The Alliance's position about the doctorate is very clear. It has endorsed the process that ACAOM has been pursuing with its Doctoral Task Force. We had representation on that task force. We've embraced what they're doing; we think it's very important work. The Alliance has concerns, and those concerns have to do with its longstanding commitment to the diversity of practice.

That leads me to switch gears and speak a little bit about my own personal observations and opinions. It seems to me that if you look at this profession at its current moment in history, we stand at a point where there's a great divide of opinion about what's going to happen. There is a large segment of our community which strongly believes that increasing acceptance for AOM means coming to participate in the prevailing medical system in our country. Those folks, because they expect that to be the process of the future, want and need the first professional doctorate. I think they should be supported in that task.

Then there's another whole group of the profession that is convinced that the American health care system itself is in crisis, and the result of that is going to be a dramatic change in the way health care is done in this country. There are a lot of reasons for thinking that, too, and these folks tend to believe that our task is not to join a failing system, but to be ready to stand up and offer a credible, useful and helpful alternative. These folks are not as interested in the first professional doctorate, because they don't necessarily want to look like the rest of the health care profession.

The Alliance, in my opinion, has always been about trying to help AOM and all of its people. So, we have some sympathy for both sides of this debate. Personally, I think that we're going to see some dramatic transformations. I'm not sure I expect as radical a transformation as some folks do, but I think there will be a change, and I think that practitioners of acupuncture or the other modalities of AOM will find a happier place.

I think the doctorate is a fine idea, but I think we need to leave room for folks who don't want to go that way. The one danger in the first professional doctorate would be if we were to decide that one size fits all. The idea of the first professional doctorate is fine, but it needs to reflect the variety and diversity of our community and of the traditional medicine that we represent.

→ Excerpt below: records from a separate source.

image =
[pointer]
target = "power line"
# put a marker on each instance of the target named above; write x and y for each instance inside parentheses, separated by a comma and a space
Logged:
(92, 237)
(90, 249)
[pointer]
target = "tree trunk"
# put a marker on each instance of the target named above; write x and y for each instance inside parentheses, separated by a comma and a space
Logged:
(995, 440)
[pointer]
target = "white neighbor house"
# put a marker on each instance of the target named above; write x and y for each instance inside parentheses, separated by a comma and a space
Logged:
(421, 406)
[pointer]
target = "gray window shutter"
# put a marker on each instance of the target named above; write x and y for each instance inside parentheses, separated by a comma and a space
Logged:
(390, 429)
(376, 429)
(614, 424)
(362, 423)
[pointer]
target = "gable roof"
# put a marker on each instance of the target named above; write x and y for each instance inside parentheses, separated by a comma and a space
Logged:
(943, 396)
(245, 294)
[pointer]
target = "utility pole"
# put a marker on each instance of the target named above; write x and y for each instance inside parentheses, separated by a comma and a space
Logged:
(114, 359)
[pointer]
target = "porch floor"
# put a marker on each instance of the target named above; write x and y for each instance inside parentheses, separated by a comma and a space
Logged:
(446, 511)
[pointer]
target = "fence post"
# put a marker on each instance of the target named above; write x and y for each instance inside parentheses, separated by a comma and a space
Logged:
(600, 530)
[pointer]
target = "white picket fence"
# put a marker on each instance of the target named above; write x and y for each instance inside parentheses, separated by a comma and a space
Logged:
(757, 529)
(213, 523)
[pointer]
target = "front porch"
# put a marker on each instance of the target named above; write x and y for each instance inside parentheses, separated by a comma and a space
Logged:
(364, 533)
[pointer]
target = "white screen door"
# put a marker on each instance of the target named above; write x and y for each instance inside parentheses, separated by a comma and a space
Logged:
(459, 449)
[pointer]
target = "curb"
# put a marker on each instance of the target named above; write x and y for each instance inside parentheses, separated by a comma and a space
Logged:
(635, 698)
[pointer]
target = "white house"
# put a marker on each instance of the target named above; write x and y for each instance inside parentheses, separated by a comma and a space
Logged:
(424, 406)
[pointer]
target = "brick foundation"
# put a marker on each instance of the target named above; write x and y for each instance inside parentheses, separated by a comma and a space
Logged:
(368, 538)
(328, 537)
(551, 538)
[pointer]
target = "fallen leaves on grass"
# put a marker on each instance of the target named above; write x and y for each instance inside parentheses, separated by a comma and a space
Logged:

AT: Could you see a situation where a doctoral program is set up so that a practitioner could specialize in a certain area of traditional Chinese medicine, sort of the way medical doctors can specialize in internal medicine or pediatrics?

MM: Absolutely. I think that probably is the view of most people on the board of the Alliance, and it certainly is my view. I think we need folks in AOM whose specialty involves integration with the Western medical system. It's not going away. So, one of the doctoral specialties ought to be in integrative medicine, or whatever codeword one wants to use. It's a component that ought to include a lot of the aspects of Western medicine as well as AOM so that our folks can make that connection. I think there's also plenty of room for an advanced first professional doctorate with a profound focus on herbal medicine - not pharmaceuticals, but traditional Chinese herbal medicine. We need much more emphasis on that to be available at many places throughout the country. I think you could do the same thing with acupuncture of various kinds and traditions. I think that one also could find room for a number of other possibilities for doctoral focus. What I hope the first professional doctorate will become is a really strong AOM degree, with one of these other specialties added in as well, so that our folks are prepared to make significant contributions.